Scalars and vectors are two well-known representations of SO(3), but there are many others. It’s worth noting that all finite representations of SO(3) can be broken down into a combination of simpler, indivisible representations known as ”irreducible representations”, as described in (Weiler et al., 2018) and (Thomas et al., 2018). In SO(3), each irrep is indexed by a positive integer $l=0,1,2,\dots$ and has dimension $d=2l+1$ . A major contribution of Weiler et al. (2018) was the formulation and solution of a constraint on kernels between irreps of order $l$ and $l^{\prime}$ , giving rise to a basis of all such kernels: this basis is implemented in the e3nn library. Networks defined using the operations of e3nn can have features valued in any irreps. For our experiments we consider features valued in scalars ( $l=0$ ), vectors ( $l=1$ ) and rank-2 tensors ( $l=2$ ).

2.2 Equivariant voxel convolution

Refer to caption — Figure 1: (Left) Our equivariant self-connection convolutional layer for feature extraction: a single irreducible representation is produced by the sum of a convolution on the scalar irreps ( $l=0$ ), a convolution on the vector features ( $l=1$ ) and a convolution on the tensor features ( $l=2$ ), together with a self connection layer (voxel-wise fully connected tensor product between the irreps). (Right) Illustration of the fully connected tensor product in the beginning of our network. The input representations are our scalar image ”0e” on the left and the spherical harmonics of $l$ from 0 to 2 on the right, which result in a hidden layer of irreps of scalar, vector and rank-2 tensors.

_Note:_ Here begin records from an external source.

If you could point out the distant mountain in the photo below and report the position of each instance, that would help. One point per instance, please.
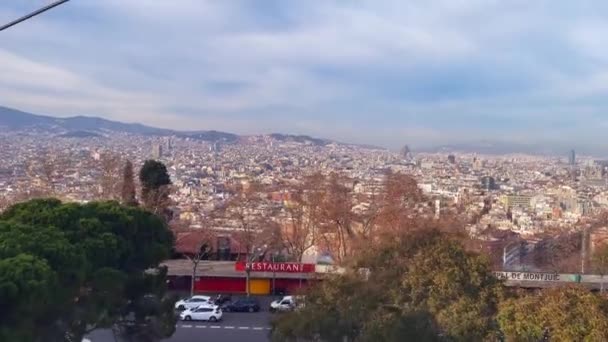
(81, 134)
(15, 120)
(303, 139)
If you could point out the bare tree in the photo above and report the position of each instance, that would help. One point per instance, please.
(337, 216)
(246, 210)
(128, 191)
(600, 263)
(109, 177)
(304, 216)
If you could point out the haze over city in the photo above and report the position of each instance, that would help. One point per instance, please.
(383, 73)
(303, 171)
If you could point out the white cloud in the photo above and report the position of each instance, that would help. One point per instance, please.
(245, 66)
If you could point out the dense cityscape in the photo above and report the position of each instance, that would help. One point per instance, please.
(313, 171)
(532, 197)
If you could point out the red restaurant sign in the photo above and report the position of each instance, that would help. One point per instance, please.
(281, 267)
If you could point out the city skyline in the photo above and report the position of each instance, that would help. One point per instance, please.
(425, 74)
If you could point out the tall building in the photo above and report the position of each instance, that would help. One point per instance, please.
(572, 158)
(406, 153)
(488, 183)
(157, 151)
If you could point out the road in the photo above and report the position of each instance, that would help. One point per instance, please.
(234, 327)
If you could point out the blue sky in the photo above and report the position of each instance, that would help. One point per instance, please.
(379, 72)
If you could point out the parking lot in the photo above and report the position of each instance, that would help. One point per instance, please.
(234, 326)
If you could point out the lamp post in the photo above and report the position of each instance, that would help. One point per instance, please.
(254, 253)
(274, 276)
(248, 271)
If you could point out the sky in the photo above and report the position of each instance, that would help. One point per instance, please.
(382, 72)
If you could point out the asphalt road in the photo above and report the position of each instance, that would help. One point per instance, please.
(234, 327)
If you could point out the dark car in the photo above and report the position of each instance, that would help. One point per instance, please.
(242, 305)
(222, 299)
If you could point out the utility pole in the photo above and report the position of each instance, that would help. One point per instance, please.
(584, 246)
(33, 14)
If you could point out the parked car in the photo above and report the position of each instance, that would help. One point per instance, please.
(192, 302)
(222, 299)
(242, 305)
(286, 303)
(211, 313)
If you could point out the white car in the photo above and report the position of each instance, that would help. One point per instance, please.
(211, 313)
(286, 303)
(192, 302)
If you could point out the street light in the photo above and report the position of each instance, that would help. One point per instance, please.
(254, 252)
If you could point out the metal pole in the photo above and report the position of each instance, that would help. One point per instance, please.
(248, 270)
(274, 277)
(33, 14)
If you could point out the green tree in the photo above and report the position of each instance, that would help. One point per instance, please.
(424, 286)
(155, 185)
(600, 263)
(66, 269)
(128, 185)
(561, 314)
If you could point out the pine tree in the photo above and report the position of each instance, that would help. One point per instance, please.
(128, 185)
(155, 187)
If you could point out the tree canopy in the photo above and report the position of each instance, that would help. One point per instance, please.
(560, 314)
(68, 268)
(155, 182)
(425, 286)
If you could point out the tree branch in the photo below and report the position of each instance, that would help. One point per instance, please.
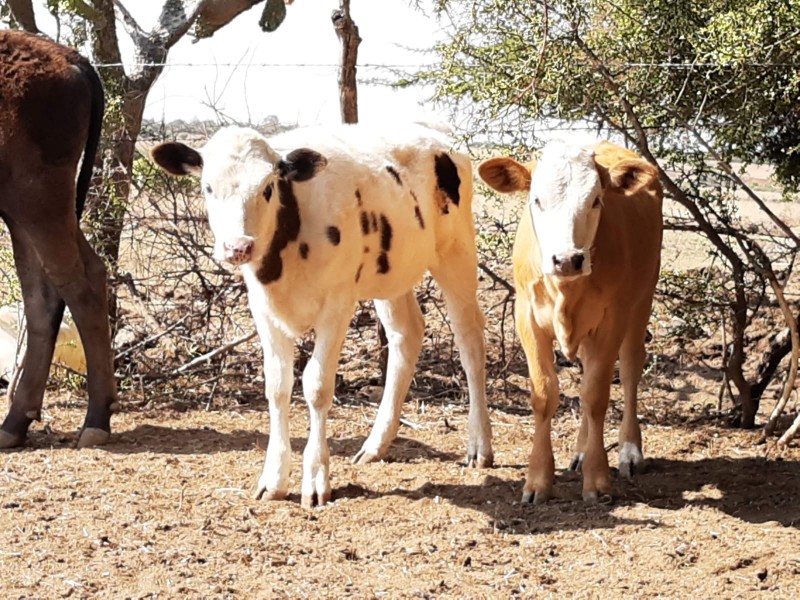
(131, 26)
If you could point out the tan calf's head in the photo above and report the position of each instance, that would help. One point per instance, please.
(242, 179)
(567, 188)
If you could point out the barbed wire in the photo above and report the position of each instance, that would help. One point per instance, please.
(632, 65)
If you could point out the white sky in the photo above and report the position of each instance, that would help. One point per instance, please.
(230, 69)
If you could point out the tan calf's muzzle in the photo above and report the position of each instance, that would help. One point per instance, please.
(567, 265)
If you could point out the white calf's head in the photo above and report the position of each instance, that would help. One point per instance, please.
(242, 179)
(566, 189)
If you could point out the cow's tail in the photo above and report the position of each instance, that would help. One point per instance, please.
(93, 137)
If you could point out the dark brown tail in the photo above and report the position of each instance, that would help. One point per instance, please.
(93, 139)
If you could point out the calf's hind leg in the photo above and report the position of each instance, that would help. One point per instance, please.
(632, 356)
(43, 312)
(457, 276)
(544, 402)
(319, 380)
(405, 327)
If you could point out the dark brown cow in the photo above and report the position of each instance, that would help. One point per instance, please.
(51, 109)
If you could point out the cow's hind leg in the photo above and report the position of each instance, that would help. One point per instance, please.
(278, 382)
(457, 276)
(405, 327)
(79, 276)
(632, 356)
(598, 362)
(43, 312)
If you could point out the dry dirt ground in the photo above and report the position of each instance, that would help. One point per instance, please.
(164, 511)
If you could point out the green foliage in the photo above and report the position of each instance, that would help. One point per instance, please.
(9, 283)
(726, 69)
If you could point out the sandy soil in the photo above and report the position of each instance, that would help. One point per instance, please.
(164, 511)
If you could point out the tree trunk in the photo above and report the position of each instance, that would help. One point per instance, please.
(347, 32)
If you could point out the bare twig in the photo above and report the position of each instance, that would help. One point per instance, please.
(216, 352)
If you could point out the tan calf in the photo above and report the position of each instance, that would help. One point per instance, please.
(586, 263)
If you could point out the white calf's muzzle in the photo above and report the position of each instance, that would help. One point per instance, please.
(238, 251)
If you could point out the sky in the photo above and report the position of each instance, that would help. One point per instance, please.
(249, 75)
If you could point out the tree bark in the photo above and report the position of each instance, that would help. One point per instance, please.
(347, 32)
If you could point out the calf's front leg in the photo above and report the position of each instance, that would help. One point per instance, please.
(278, 382)
(319, 380)
(405, 327)
(544, 401)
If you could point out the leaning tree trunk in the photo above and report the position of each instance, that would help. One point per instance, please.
(347, 32)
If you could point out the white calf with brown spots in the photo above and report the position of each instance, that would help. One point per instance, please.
(319, 219)
(586, 263)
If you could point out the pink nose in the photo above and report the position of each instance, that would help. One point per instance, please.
(238, 251)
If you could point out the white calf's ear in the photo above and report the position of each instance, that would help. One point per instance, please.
(177, 159)
(505, 175)
(301, 164)
(630, 175)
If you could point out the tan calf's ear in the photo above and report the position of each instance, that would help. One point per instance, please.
(177, 159)
(630, 175)
(505, 175)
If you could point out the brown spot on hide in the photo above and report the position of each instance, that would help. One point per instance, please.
(418, 215)
(287, 228)
(334, 235)
(447, 181)
(386, 234)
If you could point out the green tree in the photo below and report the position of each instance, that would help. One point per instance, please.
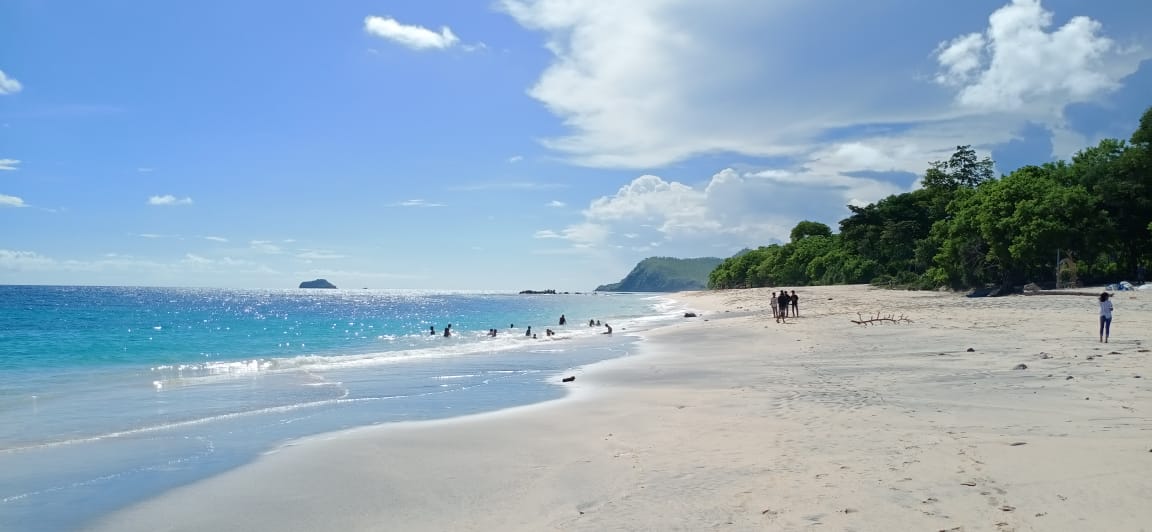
(1023, 219)
(810, 228)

Each layer of an equivariant network formulated in e3nn takes as input a direct sum of irreps and returns a direct sum of irreps (in our case, of orders, $l=$ 0, 1 or 2) See Fig. 1.

An equivariant convolutional kernel basis is described in Weiler et al. (2018): the basis functions are given by tensor products $\phi(\lVert x\rVert)Y^{l}(x/\lVert x\rVert)$ . Here $\phi:\mathbb{R}^{+}\to\mathbb{R}$ is an arbitrary continuous radial function describing how the kernel varies as a function of distance from the origin. $Y^{l}$ is the spherical harmonic of order $l$ , determining how the kernel varies within an orbit of SO(3) (a sphere centred on the origin).

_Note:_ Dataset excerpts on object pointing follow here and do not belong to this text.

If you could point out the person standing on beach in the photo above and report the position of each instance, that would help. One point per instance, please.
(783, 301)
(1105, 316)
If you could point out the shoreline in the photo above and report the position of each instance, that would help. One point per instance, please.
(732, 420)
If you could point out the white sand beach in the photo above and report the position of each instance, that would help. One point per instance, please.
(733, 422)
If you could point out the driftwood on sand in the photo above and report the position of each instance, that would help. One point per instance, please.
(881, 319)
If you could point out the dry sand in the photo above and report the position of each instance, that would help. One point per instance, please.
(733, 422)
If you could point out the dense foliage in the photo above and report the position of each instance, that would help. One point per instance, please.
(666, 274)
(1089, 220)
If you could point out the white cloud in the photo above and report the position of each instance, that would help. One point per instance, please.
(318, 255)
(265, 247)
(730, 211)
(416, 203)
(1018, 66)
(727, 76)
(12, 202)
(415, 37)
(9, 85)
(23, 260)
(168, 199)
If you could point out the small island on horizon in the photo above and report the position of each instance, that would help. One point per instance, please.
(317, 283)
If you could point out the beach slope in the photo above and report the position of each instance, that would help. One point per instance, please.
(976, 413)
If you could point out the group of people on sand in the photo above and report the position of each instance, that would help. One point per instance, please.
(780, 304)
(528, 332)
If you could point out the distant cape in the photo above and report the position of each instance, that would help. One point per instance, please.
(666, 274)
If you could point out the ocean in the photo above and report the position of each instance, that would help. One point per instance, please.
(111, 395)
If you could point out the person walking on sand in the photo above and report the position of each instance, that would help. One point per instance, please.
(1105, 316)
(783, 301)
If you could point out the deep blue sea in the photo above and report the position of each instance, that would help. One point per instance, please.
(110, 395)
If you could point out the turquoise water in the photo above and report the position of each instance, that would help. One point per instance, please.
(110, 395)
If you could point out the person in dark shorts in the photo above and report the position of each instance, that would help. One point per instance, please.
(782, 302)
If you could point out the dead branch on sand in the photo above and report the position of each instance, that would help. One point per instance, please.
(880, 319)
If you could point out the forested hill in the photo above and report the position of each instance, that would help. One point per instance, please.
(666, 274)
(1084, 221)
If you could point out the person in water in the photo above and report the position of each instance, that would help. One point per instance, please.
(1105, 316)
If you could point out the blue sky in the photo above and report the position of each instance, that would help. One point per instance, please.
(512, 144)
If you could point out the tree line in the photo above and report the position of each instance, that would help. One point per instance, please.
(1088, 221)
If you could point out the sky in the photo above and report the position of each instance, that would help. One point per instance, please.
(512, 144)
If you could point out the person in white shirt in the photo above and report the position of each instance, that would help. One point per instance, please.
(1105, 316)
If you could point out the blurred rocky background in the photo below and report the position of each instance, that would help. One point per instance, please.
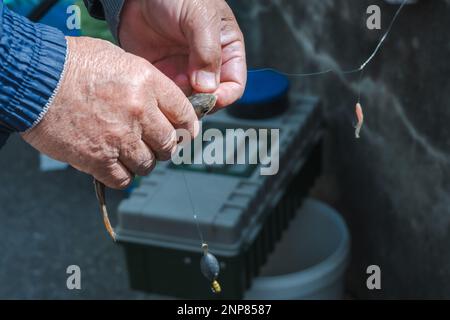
(392, 185)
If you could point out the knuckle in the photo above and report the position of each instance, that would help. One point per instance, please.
(166, 147)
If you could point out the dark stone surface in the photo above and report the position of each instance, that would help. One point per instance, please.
(392, 185)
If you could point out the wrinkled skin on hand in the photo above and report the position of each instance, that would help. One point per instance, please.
(196, 43)
(114, 114)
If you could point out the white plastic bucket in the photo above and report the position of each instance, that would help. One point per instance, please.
(310, 260)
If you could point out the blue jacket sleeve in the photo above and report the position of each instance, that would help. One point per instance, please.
(32, 61)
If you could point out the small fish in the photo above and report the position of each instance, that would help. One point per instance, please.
(360, 118)
(202, 103)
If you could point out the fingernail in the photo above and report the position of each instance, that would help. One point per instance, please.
(196, 128)
(206, 80)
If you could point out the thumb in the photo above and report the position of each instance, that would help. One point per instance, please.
(202, 29)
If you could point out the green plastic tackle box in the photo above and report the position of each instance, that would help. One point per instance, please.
(241, 213)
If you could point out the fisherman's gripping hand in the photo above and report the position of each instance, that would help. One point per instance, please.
(196, 43)
(114, 114)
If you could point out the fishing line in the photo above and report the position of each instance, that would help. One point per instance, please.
(351, 71)
(360, 69)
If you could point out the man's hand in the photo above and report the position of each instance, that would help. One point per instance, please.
(114, 114)
(196, 43)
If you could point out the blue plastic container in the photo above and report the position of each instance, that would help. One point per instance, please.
(265, 96)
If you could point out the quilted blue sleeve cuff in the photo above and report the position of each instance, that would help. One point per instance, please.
(32, 62)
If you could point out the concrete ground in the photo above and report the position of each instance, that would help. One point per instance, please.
(48, 221)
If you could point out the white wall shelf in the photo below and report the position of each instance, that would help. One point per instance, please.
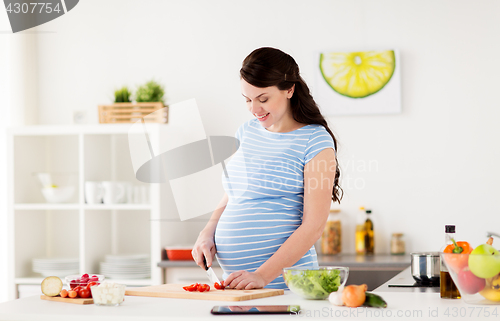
(88, 231)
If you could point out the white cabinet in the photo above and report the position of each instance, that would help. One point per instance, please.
(189, 275)
(75, 229)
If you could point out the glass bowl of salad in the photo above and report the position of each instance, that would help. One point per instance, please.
(315, 283)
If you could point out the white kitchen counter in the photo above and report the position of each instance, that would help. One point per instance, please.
(401, 306)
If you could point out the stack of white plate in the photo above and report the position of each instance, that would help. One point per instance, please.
(136, 266)
(56, 267)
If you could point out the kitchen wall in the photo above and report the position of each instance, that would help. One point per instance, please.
(431, 165)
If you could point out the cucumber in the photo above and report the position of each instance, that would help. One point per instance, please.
(373, 300)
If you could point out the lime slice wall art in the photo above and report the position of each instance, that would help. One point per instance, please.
(358, 82)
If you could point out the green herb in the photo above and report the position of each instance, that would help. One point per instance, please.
(123, 95)
(457, 249)
(314, 284)
(150, 92)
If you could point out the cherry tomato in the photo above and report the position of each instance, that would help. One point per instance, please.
(457, 261)
(84, 293)
(203, 288)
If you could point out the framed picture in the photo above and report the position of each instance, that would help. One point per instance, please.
(358, 82)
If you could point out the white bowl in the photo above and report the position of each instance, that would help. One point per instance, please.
(58, 194)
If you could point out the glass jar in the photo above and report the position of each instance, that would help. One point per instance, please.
(331, 240)
(397, 244)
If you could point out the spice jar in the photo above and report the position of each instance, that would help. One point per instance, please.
(331, 240)
(397, 244)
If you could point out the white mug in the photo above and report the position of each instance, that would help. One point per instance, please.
(114, 192)
(93, 192)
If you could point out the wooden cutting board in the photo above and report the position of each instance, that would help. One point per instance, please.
(176, 291)
(67, 300)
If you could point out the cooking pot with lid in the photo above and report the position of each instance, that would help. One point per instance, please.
(425, 267)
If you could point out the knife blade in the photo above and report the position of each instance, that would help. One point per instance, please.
(210, 273)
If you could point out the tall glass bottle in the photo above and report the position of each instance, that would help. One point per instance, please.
(448, 288)
(369, 240)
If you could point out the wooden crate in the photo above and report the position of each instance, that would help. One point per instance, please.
(132, 112)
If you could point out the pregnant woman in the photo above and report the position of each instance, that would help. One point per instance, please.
(280, 183)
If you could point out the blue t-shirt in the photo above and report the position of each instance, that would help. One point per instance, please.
(265, 188)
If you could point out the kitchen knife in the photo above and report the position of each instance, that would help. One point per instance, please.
(210, 273)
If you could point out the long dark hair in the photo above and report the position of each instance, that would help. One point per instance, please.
(266, 67)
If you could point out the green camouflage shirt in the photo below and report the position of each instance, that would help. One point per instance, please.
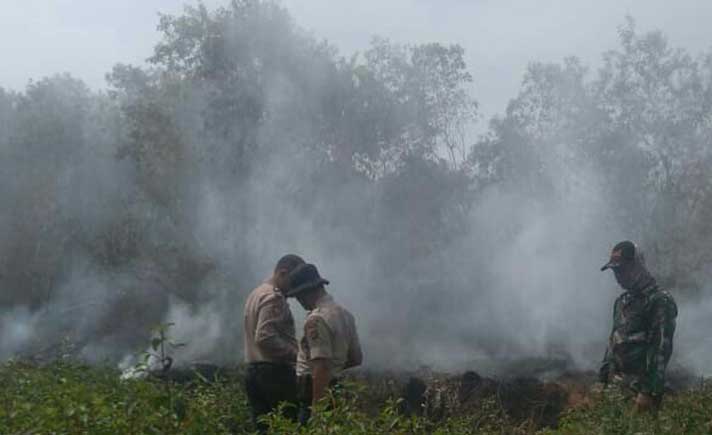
(641, 340)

The equivariant convolution is described by Equation 1. We introduce the terms in the equation in Table 1. $F$ and $F^{\prime}$ are the input and output fields. Each of them have an irrep that determines their dimension and how their transform under rotation. To calculate the output channel $F^{\prime}_{j}(x)$ we sum over the contributions from the input channels. Each contribution is characterized by an input channel index $i$ , an input irrep $l_{i}$ , an output channel index $j$ and its irrep $l_{j}$ and a spherical harmonic order $l$ satisfying the selection rule (Equation 2).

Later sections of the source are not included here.